L’artiste allemand né en 1938 a chamboulé les règles de l’art. Le musée d’Art Moderne de la ville de Paris a dévoilé ses sculptures, et jusqu’à l’été 2012, Berlin et Bilbao l’ont consacré. Cet automne, la galeriste Suzanne Tarasiève le célèbre entouré d’autres artistes , comme Erik Boulatov, Louise Bourgeois, Gérard Garouste, Bernard Piffaretti, ou Maria-Elena Veira Da Silva, avec le soutien exceptionnel du Mobilier national et des Manufactures des Gobelins, de Beauvais et de la Savonnerie
« J’exige tout de moi. Je n’exige à vrai dire rien des autres. Je ne travaille pas avec les autres. Je ne sais pas ce que font les autres ». Malgré Hitler et le nazisme.Avec Goethe et Weimar. Dans les années 1970, alors que Beuys réhabilite l’art allemand, Georg Kern dit Baselitz, l’agresse et le violente. Alors que Wahrol et lePop Art glorifient aussi bien Marylin Monroe que Coca Cola et Campbells, cet originaire de Haute Lusace, né en 1938, épanche ses pires instincts. Alors que les abstraits se vautrent dans leurs taches et leurs dégoulinades, l’artiste ne cesse de travailler la figure et quel corps. Sa peinture entre dans les musées ? La sculpture le prend et le dévore. Plus le terrain apparaît balisé, plus ce démon du pinceau, réplique et s’interroge. Peintre et sculpteur de la solitude et du questionnement, mais surtout du défi et de l’opposition, il élève l’art du « contre » comme un étendard au-dessus de l’Allemagne bon chic bon genre d‘Adenauer et de Brandt. Et brouille, désoriente, rompt, choque, angoisse. En « killer ». Qu’importe ! Ce dernier cracheur de feu de cet art du troisième millénaire a tout pris et chamboulé. Pour l’amour du risque. Sexe, anamorphoses et renversements. Avec Baselitz, rien ne va plus !

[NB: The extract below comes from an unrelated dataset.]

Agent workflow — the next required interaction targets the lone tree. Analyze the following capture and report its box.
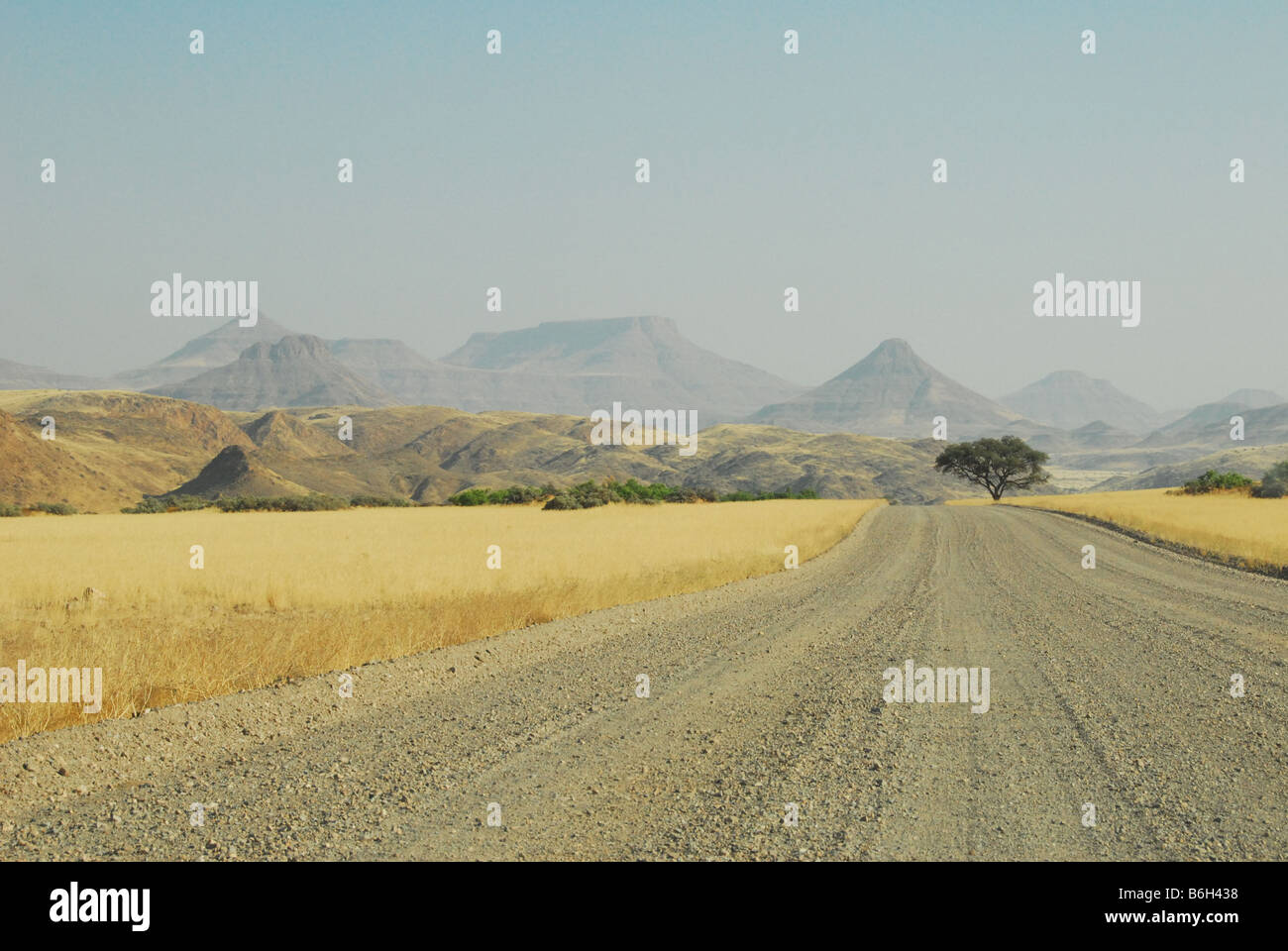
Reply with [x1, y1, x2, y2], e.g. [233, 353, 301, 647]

« Mon principe a été longtemps de travailler avec ce genre de choses malpropres. Donc de travailler avec des choses impures, non lavées ». Et la peinture et la sculpture à partir de 1979, de crier, de hurler à n’en plus finir, de heurter, d’agresser par ses délires sexuels où se mêlent la blessure d’un Bacon, le désarroi d’unVelickovic, la cruauté d’un Rustin. Tout ce qui repousse et attire le regard. Le transcende. Si loin de l’innocence, si proche du sacrilège. Les gros plans se multiplient. Chairs rouges et roses. Formes molles et contours flous. Sang et humeurs. Sexes, seins, pieds, lèvres, orifices, cavités, protubérances, moignons. On ne sait plus ce qui surgit des grands fonds ténébreux, entre le noir et le vert putréfiées, ni si l’on doit fuir et interdire, comme le fit public et autorités devant l’homme qui se masturbe de « La grande nuit dans le seau » en 1963, ou lever cette provocation si proche d’un Théâtre de la folie d’Antonin Artaud. Parce que l’ « on porte son sexe sur ses yeux, sa bouche, son nez, ses oreilles », dit encore Baselitz. Parce l’on porte « douloureusement nos souffrances en couleur dans la vie… la force et l’amour dans la mort insensée »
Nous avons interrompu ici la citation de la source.